Em sua terceira Copa do Mundo, a atuação do árbitro assistente de vídeo, o famoso VAR, gerou fortes protestos de diversas federações ao longo do torneio. O termo “VARgentina” viralizou nas redes sociais após decisões favoráveis à equipe sul-americana em momentos decisivos.

Não expulsão de Messi no jogo de estreia contra a Argélia gerou críticas duras à arbitragem

O caso mais emblemático ocorreu logo na estreia dos campeões do mundo contra a Argélia, quando a estrela Lionel Messi cometeu uma falta claramente para cartão vermelho e árbitros de campo e de vídeo passaram pano. Mantido em campo, ele fez uma hat-trick na partida, e depois marcou mais três gols nos jogos seguintes em que, em tese, estaria suspenso.

Já nas oitavas de final entre Argentina e Egito, o VAR anulou o gol que ampliaria o placar para 2 a 0 em favor dos egípcios ao revisar uma falta ocorrida 17 segundos antes da jogada e a 80 metros da meta. Até aí tudo bem, se no lance que gerou a virada argentina nos acréscimos, uma falta semelhante a favor dos egípcios e que anularia o lance não tivesse sido ignorada pela arbitragem.

Jogo entre Argentina e Egito nas Oitavas de Final também teve muitas polêmicas no apito

Outras seleções também formalizaram reclamações. A CBF, por exemplo, enviou ofício à FIFA cobrando padronização após ter um gol de Vinícius Júnior anulado contra a Escócia. A delegação de Gana também criticou o árbitro após lances polêmicos não revisados contra a Inglaterra. Mas nada comparado ao barulho que a relação dos argentinos com o apito causou durante o Mundial.

Donald Trump e a virada de mesa na punição de Balogun

A maior crise institucional do torneio, entretanto, eclodiu na fase de 16 avos de final. O atacante norte-americano Folarin Balogun recebeu cartão vermelho direto (e correto) do árbitro brasileiro Raphael Claus no triunfo dos EUA sobre a Bósnia por 2 a 0.

Inconformado com a suspensão automática do artilheiro e principal jogador dos EUA para as oitavas contra a Bélgica, o presidente Donald Trump interveio pessoalmente junto ao presidente da FIFA, Gianni Infantino. Trump criticou publicamente o árbitro brasileiro em coletiva na Casa Branca, citou até um dossiê com polêmicas de Claus, e cobrou a anulação da suspensão.

Presidente Donald Trump pediu a anulação do cartão vermelho de Balogun

Horas antes da partida decisiva, o Comitê Disciplinar da FIFA inexplicavelmente acatou o pedido e suspendeu temporariamente a punição de Balogun. A decisão provocou revolta imediata da UEFA e da Federação Belga, que classificaram o ato como uma “interferência inaceitável” e sem precedentes na história do futebol.

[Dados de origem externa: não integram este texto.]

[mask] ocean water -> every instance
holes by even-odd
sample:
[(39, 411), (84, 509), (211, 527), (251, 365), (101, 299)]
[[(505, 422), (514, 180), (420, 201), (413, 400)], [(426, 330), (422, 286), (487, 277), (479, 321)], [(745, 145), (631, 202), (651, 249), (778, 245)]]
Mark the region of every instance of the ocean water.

No fim das contas, pouco adiantou. Balogun entrou em campo e teve atuação discreta (depois confessou o episódio interferiu no ambiente da seleção americana), os EUA foram goleados por uma Bélgica cheia de brios, com direito até a dancinha de Lukaku imitando o presidente Trump.

Vistos negados e a saga do Irã

A logística e a geopolítica controversas do governo norte-americano afetaram diretamente também a Seleção Iraniana. Pela primeira vez na história, uma Copa contou com dois países em guerra. E o pior, um deles era a sede do torneio! O Irã chegou a cogitar desistir de participar, mas voltou atrás. E aí começou o calvário: o Departamento de Estado dos EUA negou vistos de entrada para 13 membros da comissão técnica e administrativa do Irã.

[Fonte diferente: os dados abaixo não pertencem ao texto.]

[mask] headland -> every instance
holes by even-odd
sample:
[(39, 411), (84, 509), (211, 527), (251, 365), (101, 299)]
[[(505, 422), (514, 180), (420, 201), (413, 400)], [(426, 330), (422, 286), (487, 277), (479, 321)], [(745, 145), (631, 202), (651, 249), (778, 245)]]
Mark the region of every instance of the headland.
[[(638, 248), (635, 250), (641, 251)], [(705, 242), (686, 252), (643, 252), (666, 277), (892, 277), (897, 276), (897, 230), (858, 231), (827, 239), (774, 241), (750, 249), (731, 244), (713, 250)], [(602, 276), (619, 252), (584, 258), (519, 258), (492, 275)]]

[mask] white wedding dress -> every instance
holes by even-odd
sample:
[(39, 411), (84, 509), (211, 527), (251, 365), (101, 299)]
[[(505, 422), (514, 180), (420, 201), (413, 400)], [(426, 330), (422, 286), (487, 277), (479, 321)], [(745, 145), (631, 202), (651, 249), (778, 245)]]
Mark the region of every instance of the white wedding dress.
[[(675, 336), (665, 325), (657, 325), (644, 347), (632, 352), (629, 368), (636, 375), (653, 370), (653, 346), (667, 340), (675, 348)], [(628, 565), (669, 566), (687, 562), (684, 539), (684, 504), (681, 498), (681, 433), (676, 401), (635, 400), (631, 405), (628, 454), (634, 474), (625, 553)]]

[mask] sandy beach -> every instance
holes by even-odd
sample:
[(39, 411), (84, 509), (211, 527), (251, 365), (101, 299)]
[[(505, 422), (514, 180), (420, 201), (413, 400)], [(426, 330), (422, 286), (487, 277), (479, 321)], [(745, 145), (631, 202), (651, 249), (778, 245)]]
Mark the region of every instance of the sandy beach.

Como protesto e por limitações operacionais, o Irã recusou-se a se concentrar em solo americano. A equipe transferiu seu centro de treinamento para Tijuana, no México, precisando cruzar a fronteira por centenas de quilômetros a cada jogo em Los Angeles e Seattle.

Atletas relataram desgaste extremo e cãibras devido aos voos e deslocamentos expressos. A eliminação do Irã na fase de grupos (ainda pra piorar com um gol anulado pelo VAR nos acréscimos) desencadeou duras críticas da imprensa internacional, acusando a FIFA de ignorar o princípio de neutralidade do esporte.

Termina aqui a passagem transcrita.